I’ll keep my comments brief. (Or skip it entirely and read the story here).
Although the presentation of these stories has not taken the path to publication that was originally envisioned for them, I’m glad that they are finally being produced. Family illness greatly curtailed my original plans of publishing them in print initially (a huge set back, truly). On the other hand, it was simply not fair to the authors and everyone else who has been working on Amazing to hold them back until circumstances improved.
So here they are. Between now and December, we’ll be publishing one story and/or non-fiction piece that was to appear in the print version per week.
I’m extremely grateful to Ira Nayman for stepping into the breech and taking over most of the job of editing – not just the special edition but daily postings as well: I think he has been doing a fine job. I’d also like to thank Kermit Woodall and Duncan Long for their assistance and support.
Mostly, I’d like to thank the authors for their stories and their patience; they’ve been stalwart throughout this process.
I sincerely hope our readers enjoy these offerings, comment on them, spread the word to their friends and let us know what they think.
A note on story selection:
We are all fully aware that our ten contest winning stories do not represent as wide a diversity of authorship as one would like to see. We did our best to publicize the contest and to insure that everyone and anyone who might consider submitting know that they were welcome to do so.
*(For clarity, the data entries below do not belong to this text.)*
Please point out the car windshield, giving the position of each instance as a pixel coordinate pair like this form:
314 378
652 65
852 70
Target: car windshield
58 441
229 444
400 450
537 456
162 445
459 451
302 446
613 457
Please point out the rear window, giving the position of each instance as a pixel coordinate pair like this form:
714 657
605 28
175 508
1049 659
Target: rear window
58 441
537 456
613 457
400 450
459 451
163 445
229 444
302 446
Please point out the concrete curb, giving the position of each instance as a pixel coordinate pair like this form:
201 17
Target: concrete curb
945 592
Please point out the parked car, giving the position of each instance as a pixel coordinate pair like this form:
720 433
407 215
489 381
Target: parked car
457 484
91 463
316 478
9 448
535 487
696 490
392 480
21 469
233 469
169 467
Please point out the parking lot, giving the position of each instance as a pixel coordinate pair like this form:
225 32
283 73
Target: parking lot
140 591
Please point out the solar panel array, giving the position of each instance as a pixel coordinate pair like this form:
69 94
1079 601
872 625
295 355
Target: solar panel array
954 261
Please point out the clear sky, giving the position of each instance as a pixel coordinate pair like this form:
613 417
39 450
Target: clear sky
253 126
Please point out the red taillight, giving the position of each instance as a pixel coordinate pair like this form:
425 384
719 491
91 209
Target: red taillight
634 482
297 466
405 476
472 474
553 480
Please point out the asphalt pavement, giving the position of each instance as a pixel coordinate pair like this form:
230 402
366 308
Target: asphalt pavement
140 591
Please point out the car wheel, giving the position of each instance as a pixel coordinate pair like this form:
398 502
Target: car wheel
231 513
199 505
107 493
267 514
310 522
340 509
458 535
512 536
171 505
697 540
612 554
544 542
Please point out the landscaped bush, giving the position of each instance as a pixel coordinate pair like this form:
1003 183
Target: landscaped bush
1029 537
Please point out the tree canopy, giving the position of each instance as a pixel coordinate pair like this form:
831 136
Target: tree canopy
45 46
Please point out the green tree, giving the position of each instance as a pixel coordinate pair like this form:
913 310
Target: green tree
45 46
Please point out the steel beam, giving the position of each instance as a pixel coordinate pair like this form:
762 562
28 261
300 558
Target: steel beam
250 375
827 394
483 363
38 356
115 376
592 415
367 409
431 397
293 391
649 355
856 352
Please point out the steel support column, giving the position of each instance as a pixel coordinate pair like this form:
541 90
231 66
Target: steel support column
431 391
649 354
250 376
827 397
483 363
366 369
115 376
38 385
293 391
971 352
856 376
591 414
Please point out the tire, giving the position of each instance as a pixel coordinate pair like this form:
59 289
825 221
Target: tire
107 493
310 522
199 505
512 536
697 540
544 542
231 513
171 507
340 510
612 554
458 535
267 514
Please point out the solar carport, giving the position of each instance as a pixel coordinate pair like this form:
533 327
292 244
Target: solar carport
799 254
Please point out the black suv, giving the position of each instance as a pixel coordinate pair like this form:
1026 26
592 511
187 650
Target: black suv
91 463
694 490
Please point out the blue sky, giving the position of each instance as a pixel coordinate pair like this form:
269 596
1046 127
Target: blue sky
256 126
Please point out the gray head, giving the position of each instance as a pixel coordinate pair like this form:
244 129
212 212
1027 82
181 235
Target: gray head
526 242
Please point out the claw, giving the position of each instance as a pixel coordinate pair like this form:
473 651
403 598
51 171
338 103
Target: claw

Early on in the process, there were some suggestions in social media that hinted that we were not going to pay, or that there was something untoward about the contest. Submissions slowed to a trickle after a promising start. We never did receive the 100 submissions the contest was open to. The bad mouthing may very well have been responsible for that. (And yes, everyone has been paid.)
All of the submissions we did receive were provided to our contest judges – Cat Rambo (SFWA President), Dave Creek (SFWA member,author and anthologist) and Jack Clemons (SFWA member, author and regular Amazing Stories contributor) in a blind fashion: all information that could identify anything about the author was redacted. (Cat, Dave and Jack are also thanked for their hard work and participation!)
The ratio of male-sounding names to female-sounding names and non-white-US-sounding names in the original submissions was quite striking, as nearly all initial submissions were from male-sounding names.
In this particular case, we could only work with what we had to work with. In the future, we will devote more effort to publicizing the contest to minority communities (as we currently are) and will seek to develop other means to insure that both the submissions we receive and the stories we publish represent as diverse a set of voices as it is possible to hear from.
Authors, particularly those from minority backgrounds, should see the results of this contest as representing an opportunity to help us do better in the future. We’ll try and meet you more than half way.